Tech companies like gamifying civic problems—but they often reward the wrong things
I would bet that most of Waze’s 100 million users probably don’t know that it originally started as a game.
If you were one of the Wazers who first got your hands on the navigation app in 2009, in addition to a map of your route, you’d find yourself confronted with a trail of pellets in your path, which your car would “chomp” as you drove over them.
“There’s one rule: you have to be the first Waze user to drive down that road since the first driver gets the pellets,” wrote one AOL reviewer. “Apparently some cretin had already road munched half the pellets on the way to my son’s school. Just for the extra pellets, I actually drove on the side roads on the way back.”
The pellets, of course, were placed on streets to gather data, so Waze’s engineers could compare what they thought they knew about users’ neighborhood with real-time driving information.

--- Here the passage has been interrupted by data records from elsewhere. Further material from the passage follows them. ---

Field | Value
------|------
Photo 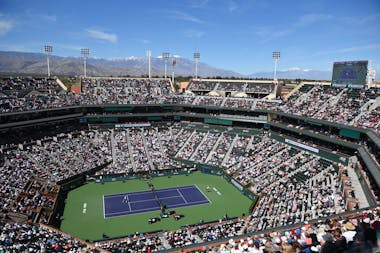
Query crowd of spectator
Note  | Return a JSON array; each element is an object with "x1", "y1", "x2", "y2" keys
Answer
[
  {"x1": 192, "y1": 209, "x2": 380, "y2": 253},
  {"x1": 95, "y1": 233, "x2": 166, "y2": 253},
  {"x1": 0, "y1": 78, "x2": 380, "y2": 135},
  {"x1": 0, "y1": 76, "x2": 380, "y2": 252},
  {"x1": 0, "y1": 221, "x2": 99, "y2": 253}
]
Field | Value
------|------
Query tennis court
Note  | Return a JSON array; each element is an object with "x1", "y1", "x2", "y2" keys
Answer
[{"x1": 103, "y1": 185, "x2": 210, "y2": 218}]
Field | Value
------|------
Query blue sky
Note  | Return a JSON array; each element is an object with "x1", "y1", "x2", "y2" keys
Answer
[{"x1": 0, "y1": 0, "x2": 380, "y2": 74}]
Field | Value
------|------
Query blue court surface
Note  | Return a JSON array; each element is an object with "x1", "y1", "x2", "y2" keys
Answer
[{"x1": 103, "y1": 185, "x2": 210, "y2": 218}]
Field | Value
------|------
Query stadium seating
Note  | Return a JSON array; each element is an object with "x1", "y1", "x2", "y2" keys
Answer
[{"x1": 0, "y1": 78, "x2": 380, "y2": 252}]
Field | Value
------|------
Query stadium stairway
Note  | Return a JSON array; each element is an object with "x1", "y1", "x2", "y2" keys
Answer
[
  {"x1": 349, "y1": 97, "x2": 380, "y2": 125},
  {"x1": 222, "y1": 135, "x2": 239, "y2": 166},
  {"x1": 139, "y1": 129, "x2": 154, "y2": 171},
  {"x1": 175, "y1": 130, "x2": 197, "y2": 157},
  {"x1": 111, "y1": 129, "x2": 116, "y2": 163},
  {"x1": 55, "y1": 78, "x2": 67, "y2": 91},
  {"x1": 205, "y1": 133, "x2": 224, "y2": 163},
  {"x1": 313, "y1": 89, "x2": 347, "y2": 117},
  {"x1": 125, "y1": 129, "x2": 136, "y2": 171},
  {"x1": 189, "y1": 131, "x2": 210, "y2": 161},
  {"x1": 347, "y1": 167, "x2": 369, "y2": 208},
  {"x1": 281, "y1": 82, "x2": 305, "y2": 99}
]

Framing it as a game was one of the reasons that Waze grew so quickly and became so essential for drivers. And it’s the same reason app developers apply game-like features to everything from physical activity to losing weight to getting pregnant.
Maybe Waze was fun in 2009, when it was more like a Pac-Man chomping pellets. But now I feel like it’s a game that incentivizes the wrong behavior.
When I type in a destination, I feel as if Waze presents me not as much with an itinerary, but with a time to beat. As the “estimated arrival” inevitably ticks up on a clogged freeway, Waze’s interface makes me start to feel like being two or three minutes late might, indeed, be the end of the world. If I don’t choose the optimal minute-saving path—which might require making a potentially dangerous left-hand detour I would never make of my own accord—I will surely lose.
I’d argue that Waze’s idea of turning commuting into a game has become dangerous—not just because of the bizarre turns, or the distractions of using an app behind the wheel, but also by perpetuating this idea that we all might be able to “beat” traffic… by driving.